Pat Sprague will discuss how to participate in the Loon Count, and Debi Blank, the future volunteer coordinator for the Penobscot County Loon Count, will be present to answer questions about loons and the count.

If you’ve always wanted to participate in the state’s Loon Count, but weren’t sure how to go about it, this free program will provide you everything you need.

For more information, call the Fields Pond Nature Center at 989-2591.

In conjunction with the Maine Shakespeare Festival, which runs from July 17 to Aug. 18 at the Bangor waterfront, the Bangor Public Library is offering two discussion groups on “King Lear” and “Twelfth Night.”

Group members can read the plays, discuss them, and then view the performance.

Each discussion group attendee will receive a coupon to purchase tickets at a reduced price, courtesy of Penobscot Theatre Company.

Kathleen Ellis of the University of Maine will lead the discussions.

The group will discuss “King Lear” 5:15 to 7 p.m. Tuesday, July 24, and “Twelfth Night” 5:15 to 7 p.m. Tuesday, Aug. 7.

Copies of each play can be obtained at the Adult Circulation Desk of the Bangor Public Library at 145 Harlow St. For more information, call the library at 947-8336.
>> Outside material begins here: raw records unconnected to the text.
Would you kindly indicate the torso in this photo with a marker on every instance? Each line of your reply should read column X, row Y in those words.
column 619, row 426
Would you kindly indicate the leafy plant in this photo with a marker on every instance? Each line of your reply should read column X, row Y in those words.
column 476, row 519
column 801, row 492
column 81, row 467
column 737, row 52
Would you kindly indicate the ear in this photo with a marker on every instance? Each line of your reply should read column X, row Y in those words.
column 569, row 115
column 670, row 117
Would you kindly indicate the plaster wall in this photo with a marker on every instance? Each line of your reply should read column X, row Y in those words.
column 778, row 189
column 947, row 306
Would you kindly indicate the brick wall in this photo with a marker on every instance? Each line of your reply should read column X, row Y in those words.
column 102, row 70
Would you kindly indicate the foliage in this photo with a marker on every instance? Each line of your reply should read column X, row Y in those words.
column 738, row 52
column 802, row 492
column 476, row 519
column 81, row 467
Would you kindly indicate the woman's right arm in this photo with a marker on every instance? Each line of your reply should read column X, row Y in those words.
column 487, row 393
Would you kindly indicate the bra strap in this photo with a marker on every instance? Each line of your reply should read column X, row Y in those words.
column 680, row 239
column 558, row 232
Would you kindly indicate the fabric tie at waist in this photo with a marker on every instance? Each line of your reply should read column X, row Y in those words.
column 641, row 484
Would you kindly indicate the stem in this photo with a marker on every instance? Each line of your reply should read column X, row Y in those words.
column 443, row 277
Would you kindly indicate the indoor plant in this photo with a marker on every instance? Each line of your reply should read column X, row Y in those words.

On behalf of the Alexander-Crawford Historical Society, John Dudley invites you to attend the 12th Annual Genealogy Fair from 10 a.m. to 3 p.m. Saturday, July 7, at the Alexander Elementary School on the Airline Road in Alexander.

Dudley writes that “everyone brings information to share or questions to ask.”

And three “area experts on local families” will be present to assist you.

Dudley reports that Sharon Howland “will have a carload of research to share,” and that Valdine Atwood and Frances Ray “will have records of our coastal communities, where most of our ancestors lived before moving inland.”

An outreach program of the historical society, back issues of its Newsletter will be available as well as area cemetery records and census records to 1920.

For more information, call Dudley at 454-7476.

Speaking of history, Maine residents may know, but our visitors might not, that Arctic explorer Admiral Robert Peary’s ship, the SS Roosevelt, was completed in 1905 on Verona Island.

A model of the ship, crafted by Earl Morrill of Brewer, is in the Reference Room of the Buck Memorial Library on Main Street in Bucksport.

Also on exhibit there are models of the Allanwilde, a barkentine built in 1884 in Bucksport; the Herbert L. Rawdling, a four-masted schooner built in Stockton Springs, and the two-masted fishing schooner, Hunter, still under construction in Orland.

Morrill will exhibit photographs and explain the construction of a large schooner, and entertain you with some humorous maritime facts he has collected during this model ship research, at 1:30 p.m. Saturday, July 7 at the library.

The public is invited to attend.

The Sixth Thompson Family Reunion is part of this holiday week, beginning with a Memorial Graveside Service at 10 a.m. at the East Millinocket Cemetery.

The reunion begins at 11 a.m. at the Sno-Rover’s Club in East Millinocket.

Families are asked to bring sandwiches, a salad and desserts to share.